In a research report entitled “Hello Precious” — analysts at Citi Investment Research and Analysis argue that the precious metal space offers “good valuation potential as well as headline commodity upside.”
That’s hardly news to many in the mining industry and you’d probably be hard-pressed to find anyone who doubts gold can be a good safe haven in uncertain markets, but the authors do serve up some interesting statistics.
Over the past four earnings recessions in the United States, for instance, the gold price has outperformed the S&P 500 index by 18%. That percentage falls to a still very respectable 15% “in a true economic recession.”
Historically gold is also the most active sub-sector of mergers and acquisition deals in the mining sector. Over the last ten years, M&A deals involving gold companies reached US$115 billion, more than 50% higher than the next commodity subsector, which was coal, with a deal value of about US$83 billion, the authors say. (The third- and fourth-largest subsectors were copper with US$60 billion worth of deals and iron ore with US$32 billion.)

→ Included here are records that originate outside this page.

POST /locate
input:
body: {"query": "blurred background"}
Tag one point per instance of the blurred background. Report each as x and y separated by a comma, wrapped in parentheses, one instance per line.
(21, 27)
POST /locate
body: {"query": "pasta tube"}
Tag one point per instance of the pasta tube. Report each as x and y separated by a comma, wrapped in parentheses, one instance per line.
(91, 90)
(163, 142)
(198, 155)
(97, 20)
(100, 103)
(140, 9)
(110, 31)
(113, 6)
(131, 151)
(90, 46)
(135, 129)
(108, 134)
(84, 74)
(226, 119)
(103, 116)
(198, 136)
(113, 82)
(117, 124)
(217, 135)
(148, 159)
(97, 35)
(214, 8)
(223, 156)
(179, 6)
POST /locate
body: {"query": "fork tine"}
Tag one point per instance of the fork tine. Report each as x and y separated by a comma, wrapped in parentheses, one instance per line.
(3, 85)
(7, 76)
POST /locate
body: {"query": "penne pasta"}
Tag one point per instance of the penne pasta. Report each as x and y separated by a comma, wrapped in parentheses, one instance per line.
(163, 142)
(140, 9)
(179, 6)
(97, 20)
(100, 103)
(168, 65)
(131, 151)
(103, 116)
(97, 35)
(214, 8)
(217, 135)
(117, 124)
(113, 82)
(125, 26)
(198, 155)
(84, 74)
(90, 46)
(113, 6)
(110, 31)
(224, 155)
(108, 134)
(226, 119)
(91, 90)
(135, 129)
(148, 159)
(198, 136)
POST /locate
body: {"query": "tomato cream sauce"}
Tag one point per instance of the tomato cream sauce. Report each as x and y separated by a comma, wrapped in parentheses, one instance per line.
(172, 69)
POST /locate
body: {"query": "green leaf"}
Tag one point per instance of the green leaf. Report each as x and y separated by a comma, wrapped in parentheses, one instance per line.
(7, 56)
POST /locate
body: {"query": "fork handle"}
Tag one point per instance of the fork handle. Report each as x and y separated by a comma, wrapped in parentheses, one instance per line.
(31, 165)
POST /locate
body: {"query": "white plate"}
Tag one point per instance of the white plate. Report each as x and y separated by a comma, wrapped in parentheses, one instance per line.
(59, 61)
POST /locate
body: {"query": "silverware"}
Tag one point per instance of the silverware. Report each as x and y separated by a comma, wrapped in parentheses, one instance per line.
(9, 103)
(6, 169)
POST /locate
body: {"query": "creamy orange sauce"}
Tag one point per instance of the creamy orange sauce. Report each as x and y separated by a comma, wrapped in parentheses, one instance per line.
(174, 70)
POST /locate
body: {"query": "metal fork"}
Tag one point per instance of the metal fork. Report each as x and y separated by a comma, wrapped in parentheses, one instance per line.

It’s an M&A trend that is likely to continue, given high gold prices, “slowing reserve addition of the majors and a growing mid-tier producing space,” the authors write in their Apr. 11 research report.
In terms of high gold prices, worries about how Greece plans to service its massive debt and the volatile economic recovery in the U.S. pushed gold prices up yet again last week. COMEX gold for June delivery jumped US$35.80 per oz. last week (Apr. 5-9) to settle at $1,161.90/oz., a new high for the year.
While the key bull arguments favoring gold are a weak U.S. dollar and anxiety over inflation, what is new, the analysts write, “is the re-emergence of asset price inflation and negative real rates in China.”
“We view China as the most important source of future demand growth,” they argue, adding that last year gold demand increased by 10% with “particularly strong retail investment demand.”
Other important factors that will sustain high gold prices include reduced selling by central banks and continued de-hedging by producers
“Central banks may actually become net buyers in the next two to three years,” the analysts write. “China and Indian central banks remain underweight gold with only 1.5% and 4.1% of total reserves in gold, (versus the Euro Area average of 54%).”